SELL CHIPOTLE: In a research note to investors this morning, Oppenheimer's Bittner downgraded Chipotle to Underperform from Perform, with a $400 price target, as his analysis now supports downside to the 18-month risk/reward. The analyst pointed out that Chipotle's "high-flying" valuation has "priced in" persistent mid-single same-store sales and a path to at least $20 of earnings per share versus $8-$9 this year. His work suggests this earnings path is "too optimistic," even when assuming healthy sales. Further, Bittner argued that an auto-boost to the 5%-plus same-store sales trends investors require from new marketing, digital and product strategies appears aggressive when applying all the moving factors. Overall, the analyst told investors that he can only support $20 of EPS by underwriting high-single-digit same-store sales through 2020, which he views as unlikely. The Street's margin expansion assumptions could be difficult to achieve without meaningful sales upside owing to labor headwinds, potential store-level investments and lack of menu-pricing upside, he contended.

10 UPGRADES SINCE FEBRUARY: Oppenheimer's Bittner also highlighted in his research note that since the company's new CEO announcement in February, Chipotle is up 82% and has been upgraded 10 different times by his Wall Street peers. Moreover, despite its 13% decline since late August, Chipotle has been upgraded three times since July 30th. On August 15, Morgan Stanley analyst John Glass upgraded the stock to Overweight from Equal Weight, citing what he views as increasing evidence that makes his bull case scenario more believable. Specifically, Glass highlighted accelerating top line growth, driven by a quickened pace of new product introductions, greater opportunities in store margins, and a "more benign" competitive environment. The analyst also raised his price target on the shares to $600 from $413. Two weeks before, his peer at Jefferies had upgraded Chipotle to Buy from Hold, while raising his price target on the stock to $550 from $400. Analyst Andy Barish told investors in a research note of his own at the time that he believes Chipotle is one of the better-positioned companies to benefit from the ongoing shift to digital/off-premise. The company's operations are now poised to again handle increased volume and throughput, the analyst contended. Further, he argued that new management's plans are "credible" and should help drive results in 2019 and beyond.

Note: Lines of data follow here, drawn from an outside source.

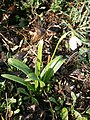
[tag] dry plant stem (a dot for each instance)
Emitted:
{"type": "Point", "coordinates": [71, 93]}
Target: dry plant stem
{"type": "Point", "coordinates": [71, 57]}
{"type": "Point", "coordinates": [5, 39]}
{"type": "Point", "coordinates": [7, 106]}
{"type": "Point", "coordinates": [53, 118]}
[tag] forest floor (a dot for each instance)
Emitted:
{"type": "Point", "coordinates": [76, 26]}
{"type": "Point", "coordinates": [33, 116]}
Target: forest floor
{"type": "Point", "coordinates": [20, 33]}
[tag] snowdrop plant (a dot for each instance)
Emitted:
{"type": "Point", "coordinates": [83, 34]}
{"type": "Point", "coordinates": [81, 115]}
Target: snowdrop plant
{"type": "Point", "coordinates": [74, 42]}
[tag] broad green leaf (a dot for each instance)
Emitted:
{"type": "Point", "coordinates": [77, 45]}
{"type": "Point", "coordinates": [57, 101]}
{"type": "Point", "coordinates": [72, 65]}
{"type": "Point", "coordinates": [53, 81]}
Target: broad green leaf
{"type": "Point", "coordinates": [88, 111]}
{"type": "Point", "coordinates": [73, 97]}
{"type": "Point", "coordinates": [32, 76]}
{"type": "Point", "coordinates": [42, 84]}
{"type": "Point", "coordinates": [39, 58]}
{"type": "Point", "coordinates": [52, 99]}
{"type": "Point", "coordinates": [64, 114]}
{"type": "Point", "coordinates": [23, 91]}
{"type": "Point", "coordinates": [51, 68]}
{"type": "Point", "coordinates": [36, 84]}
{"type": "Point", "coordinates": [19, 65]}
{"type": "Point", "coordinates": [77, 115]}
{"type": "Point", "coordinates": [17, 79]}
{"type": "Point", "coordinates": [34, 101]}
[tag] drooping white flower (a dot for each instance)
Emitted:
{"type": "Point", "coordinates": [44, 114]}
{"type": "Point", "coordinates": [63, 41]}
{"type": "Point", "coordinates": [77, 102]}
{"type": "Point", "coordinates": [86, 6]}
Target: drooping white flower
{"type": "Point", "coordinates": [74, 42]}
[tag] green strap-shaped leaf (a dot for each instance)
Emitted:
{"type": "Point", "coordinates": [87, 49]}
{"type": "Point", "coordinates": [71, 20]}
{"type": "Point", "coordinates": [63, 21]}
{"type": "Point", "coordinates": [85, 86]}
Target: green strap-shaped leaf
{"type": "Point", "coordinates": [51, 68]}
{"type": "Point", "coordinates": [17, 79]}
{"type": "Point", "coordinates": [19, 65]}
{"type": "Point", "coordinates": [39, 58]}
{"type": "Point", "coordinates": [64, 114]}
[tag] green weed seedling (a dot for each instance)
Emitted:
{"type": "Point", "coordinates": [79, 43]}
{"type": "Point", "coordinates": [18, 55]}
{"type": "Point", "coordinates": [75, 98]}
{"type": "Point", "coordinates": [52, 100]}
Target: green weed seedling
{"type": "Point", "coordinates": [35, 81]}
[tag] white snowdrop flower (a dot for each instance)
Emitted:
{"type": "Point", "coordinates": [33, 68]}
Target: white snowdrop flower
{"type": "Point", "coordinates": [74, 42]}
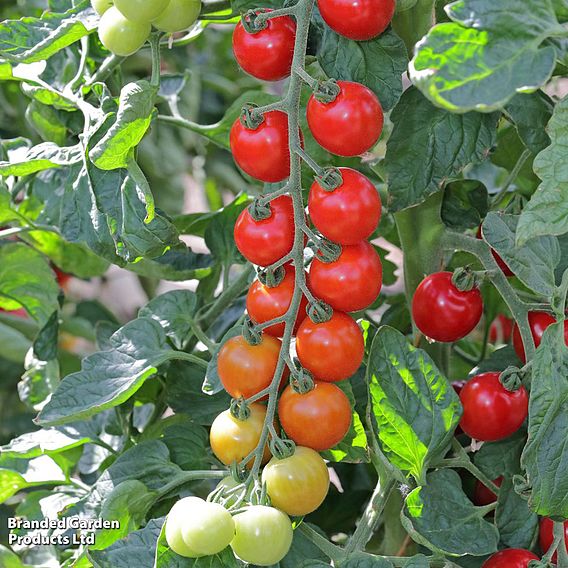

WHAT'S NOTABLE: Chipotle has announced it is piloting the company's highly anticipated new loyalty program, Chipotle Rewards. As the latest innovation in Chipotle's ongoing efforts to drive digital innovation and make the brand more accessible, the points-based loyalty system is now live in three test markets, namely Phoenix, Kansas City, and Columbus, Ohio. Eligible customers in each of the three test markets can sign-up for Chipotle Rewards via the Chipotle app or on Chipotle.com. Those who enroll can earn 10 points for every $1 spent, with 1,250 points resulting in a free entree. To drive even more digital orders, customers can earn 15 points for every $1 spent in the app and online for a limited time. Customers in pilot markets can also earn free chips and guac after their first purchase using Chipotle Rewards.

PRICE ACTION: In morning trading, shares of Chipotle have dropped about 0.5% to $452.07.